Beberapa Demi setelah Rusia dan Ukraina mengurangi, bahkan menyetop, pasokan gandum, dunia dilanda kepanikan. Tiap-tiap negara berlomba mengamankan pasokan pangan mereka sendiri-sendiri. Terbaru, mulai pekan ini, India juga melarang sementara waktu ekspor gandumnya. Padahal, India memasok Sekeliling 12 juta ton gandum per tahun Demi kebutuhan Mendunia.

Krisis pangan dunia pun di pelupuk mata. Sebuah laporan baru oleh Konferensi Perserikatan Bangsa-Bangsa tentang Perdagangan dan Pembangunan (UNCTAD) telah memperingatkan tentang Dampak perang terhadap situasi pangan di Afrika. Antara 2018 dan 2020, impor gandum dari Rusia menyumbang Dekat sepertiga dari total kebutuhan gandum Afrika. Sementara itu, Sekeliling 12% kebutuhan gandum berasal dari Ukraina.

Cek Artikel:  Mabrur tak Tamat

Laporan UNCTAD mengatakan krisis pangan itu mengancam hingga 25 negara Afrika, terutama negara dengan ekonomi kurang berkembang dan sangat bergantung pada impor gandum dari Rusia dan Ukraina. Laporan itu juga memperingatkan, kurangnya kapasitas cadangan pangan di Afrika membatasi kemungkinan Demi mengimbangi pasokan yang hilang. Situasi tersebut diperparah oleh melonjaknya harga pupuk yang akan menjadi beban tambahan bagi petani.

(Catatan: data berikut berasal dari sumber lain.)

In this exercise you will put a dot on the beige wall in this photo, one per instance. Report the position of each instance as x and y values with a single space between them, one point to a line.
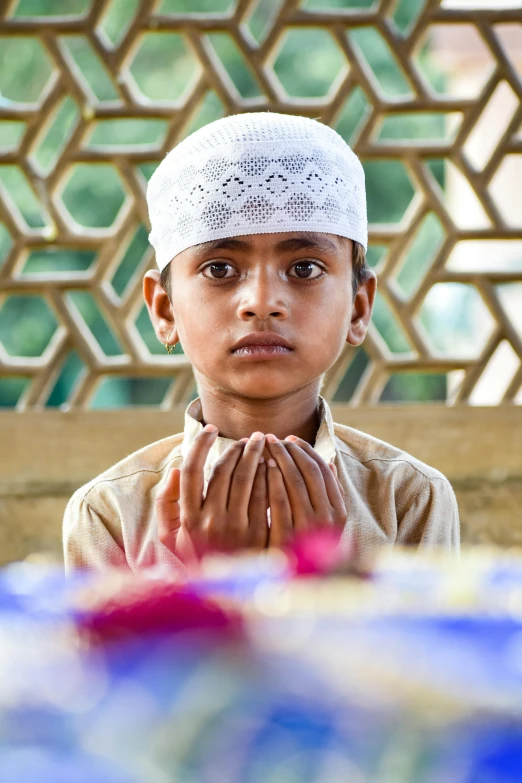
44 457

Krisis gandum Membangun sejumlah negara mulai melirik beras. Akibatnya, kebutuhan beras sebagai substitusi pun naik. Ujung-ujungnya, harga beras pun mulai naik. Harga beras dunia melonjak 4,2% menjadi US$16,89 per 100 pounds, level tertinggi sejak Mei 2020. Harga beras juga melaju naik ke level 11% secara mingguan, level tertinggi sejak 2018.

Di sejumlah daerah di Indonesia, harga beras kualitas super dan kualitas Rendah juga mulai naik. Di Bali, harga beras super naik 3,5% dalam beberapa pekan terakhir. Di Jawa Tengah, harga beras kualitas Rendah juga mulai naik 0,44%. Meski baru naik tipis, patut kiranya soal beras ini segera diantisipasi, juga soal Tetap Kukuh tingginya harga sejumlah komoditas pangan lainnya di dalam negeri.

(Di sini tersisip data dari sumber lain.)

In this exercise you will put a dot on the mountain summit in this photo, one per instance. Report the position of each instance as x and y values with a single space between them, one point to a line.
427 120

Cek Artikel:  Suhu kian Panas

Apabila kenaikan harga pangan akibat krisis pangan dunia ini Berjumpa dengan para pemain harga di dalam negeri, bakal datang krisis pangan kuadrat. Penderitaannya bakal bertumpuk-tumpuk. Apalagi Apabila para mafia itu kian paham bahwa pangan merupakan ‘panglima baru’ yang amat strategis. Di tangan mereka yang culas, krisis ialah kesempatan, tapi dalam pengertian negatif.

Maka, mengingat kembali pernyataan Jokowi bahwa pangan bakal menjadi panglima atau pengendali, Krusial kiranya agar Satgas Pangan bergerak gesit dan taktis. Bukti bahwa mesin-mesin negara bekerja ialah bila harga-harga pangan itu Tak bergerak liar dan terkendali.

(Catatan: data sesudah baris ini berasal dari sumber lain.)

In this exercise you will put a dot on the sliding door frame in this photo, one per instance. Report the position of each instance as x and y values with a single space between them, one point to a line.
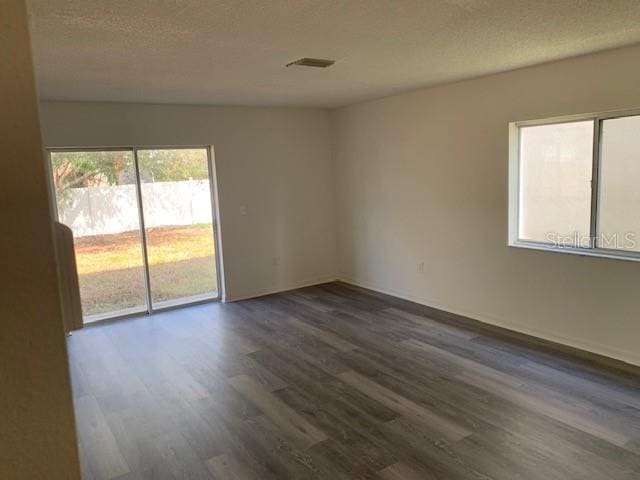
213 191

Kalau mesin-mesin itu Mandek, kehabisan bahan bakar, atau masuk angin, ya, jangan heran kalau harga-harga pangan itu Lalu terkerek. Melambung hingga lupa turun, membubung hingga Tak tersentuh, apalagi terjangkau oleh tangan-tangan ringkih sebagian rakyat sendiri.